Beyond the Biden administration’s risk aversion, sanctions relief faces steep legal and bureaucratic hurdles. Most U.S. sanctions, including those intended to deter third-party trade and investment, are mandated by law. These include provisions of the Caesar Syria Civilian Protection Act that were renewed on December 23 when President Joe Biden signed the National Defense Authorization Act (NDAA). Congress passed the NDAA on December 18, only days after the Assad regime collapsed, leaving too little time for Caesar provisions to be stripped from the bill. To rescind provisions of the Caesar act, or lift other sanctions passed by Congress over the past four decades, will require quick bipartisan action and the support of the incoming Trump administration.
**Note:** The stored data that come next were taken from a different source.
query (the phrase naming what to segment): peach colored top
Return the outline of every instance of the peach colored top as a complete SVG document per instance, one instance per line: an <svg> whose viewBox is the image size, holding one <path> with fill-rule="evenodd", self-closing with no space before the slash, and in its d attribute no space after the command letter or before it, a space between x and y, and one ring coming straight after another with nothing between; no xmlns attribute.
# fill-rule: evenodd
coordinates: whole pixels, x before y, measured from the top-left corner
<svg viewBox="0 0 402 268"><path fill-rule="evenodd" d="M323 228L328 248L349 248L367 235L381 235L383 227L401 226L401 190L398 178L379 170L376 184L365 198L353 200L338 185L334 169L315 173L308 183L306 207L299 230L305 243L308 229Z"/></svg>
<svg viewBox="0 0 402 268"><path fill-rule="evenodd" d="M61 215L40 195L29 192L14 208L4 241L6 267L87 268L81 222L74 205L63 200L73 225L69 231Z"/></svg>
In the interim, the Biden administration has issued a general license that lifts some restrictions on trade and financial flows for six months. This is a welcome step. It will bring a measure of economic relief. Yet the license preserves sanctions on activities essential for reconstruction, including sweeping restrictions on “new investment.” And with sanctions still in place, a temporary general license may not be sufficient to overcome the legal concerns of banks and firms whose willingness to do business in Syria is critical for long-term recovery.

The initial focus of the new Republican-controlled Congress will be on its domestic priorities. Yet congressional action to rescind the Caesar act should not be a heavy lift. In February 2024, the House passed a related bill, the Assad Regime Anti-Normalization Act, with a huge bipartisan majority of 389 votes. If the Trump administration supports legislative action to remove a major impediment to Syria’s economic recovery, Congress could readily act on a bill that would bolster prospects of a stable, sustainable, and legitimate transition in Syria.

To remove sanctions in the face of serious concerns about how Syria’s new administration will govern is not without risks. Yet withholding sanctions relief as a source of leverage may prove far more costly. Without the economic relief that the removal of sanctions makes possible, the prospects for a sustainable, legitimate political transition will become even more uncertain. With spoilers seizing every opportunity to derail Syria’s fragile transition, deferring economic recovery is a recipe for chaos and discord. And while Western governments hold back on sanctions relief to assess its responsiveness, the administration in Damascus is no doubt doing the same, keeping its own balance sheet of how its appeals for relief are being received in Western capitals.

After decades of sharp antagonism between the United States and the Assad regime, there is a fleeting window now, in the early phases of transition, to put U.S.-Syrian relations on a more positive footing, with potential long-term gains for Syrians, for regional security, and for the United States. To reject reasonable requests from Syria’s interim government for urgently needed relief will not only undermine the prospects for economic recovery—sustaining the conditions for mass Syrian immiseration—but also jeopardize opportunities for an improvement in U.S.-Syrian relations that the United States struggled but failed to secure during the Assad regime’s entire 54-year tenure. To grasp this opportunity will require the United States to be forthcoming on sanctions relief. The potential gains from doing so more than offset its possible risks.